1) L’isolement

En effet, le harcèlement est une pathologie de la solitude. On vise en priorité les personnes isolées, ou on procède d’abord à les isoler, à les mettre dans une sorte d’exil intérieur. Celles qui ont des alliés ou des amis en sont éloignées.

Une des stratégies utilisées par la hiérarchie consiste en ceci : le supérieur hiérarchique fixe les règles de communication : on ne doit pas parler à l’employé ciblé, on doit faire en sorte qu’il n’ait pas les informations, etc. Cela est aggravé dans les systèmes très hiérarchisés où il n’est pas question d’aller parler au supérieur à l’échelon au-dessus.

L’agresseur isole la personne ciblée pour qu’elle ne puisse pas se plaindre à d’autres et éventuellement être soutenue. Après un certain temps de harcèlement, celle-ci n’ose plus aller vers les autres car elle craint d’être rejetée.

Les pervers narcissiques entraient les membres les plus dociles du groupe, « les moutons », contre la personne isolée. Le silence s’étend aux collègues même s’ils ne veulent pas prendre parti. Chez eux, il ne s’agit pas au départ d’un silence hostile, mais d’un silence gêné. La victime réagit à ce silence-là comme s’il s’agissait d’un silence hostile. Le processus devient circulaire, car par réaction, elle entraîne l’hostilité de témoins qui pouvaient être neutres au départ.

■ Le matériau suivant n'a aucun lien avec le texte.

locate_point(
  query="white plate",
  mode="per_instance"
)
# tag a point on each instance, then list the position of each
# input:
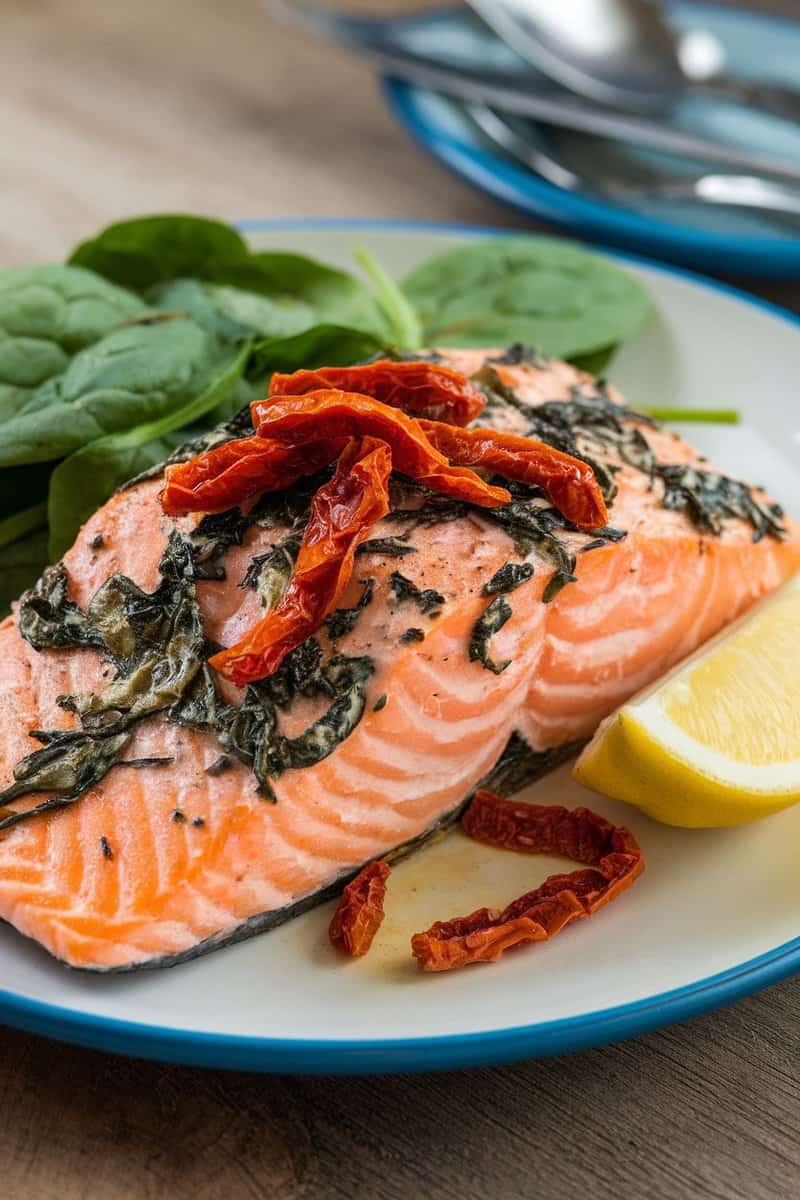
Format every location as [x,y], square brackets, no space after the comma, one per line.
[715,916]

2) Le travail, un prétexte à l’attaque personnelle

On se trouve quelquefois en face de situations kafkaïennes ; on est très exigeant sur les tâches à accomplir en même temps qu’on ôte à la personne les moyens de travailler, comble du paradoxe…

C’est la personne que l’on veut attaquer, le travail est uniquement un prétexte pour se débarrasser d’elle, soit en l’amenant à quitter physiquement les lieux, soit en la détruisant psychologiquement et en la soumettant pour qu’elle cesse d’être gênante. Mais comme une agression trop visiblement personnelle paraîtrait illégitime sur le lieu du travail, on attaque de façon souterraine. C’est probablement pour cela qu’il y a le plus de harcèlement moral dans les professions où la tâche est difficile à définir, autorisant une certaine élasticité. Pour déstabiliser quelqu’un il suffit de monter ses erreurs en épingle, de lui donner des objectifs impossibles à réaliser, ou de lui donner des tâches absurdes ou inutiles à faire.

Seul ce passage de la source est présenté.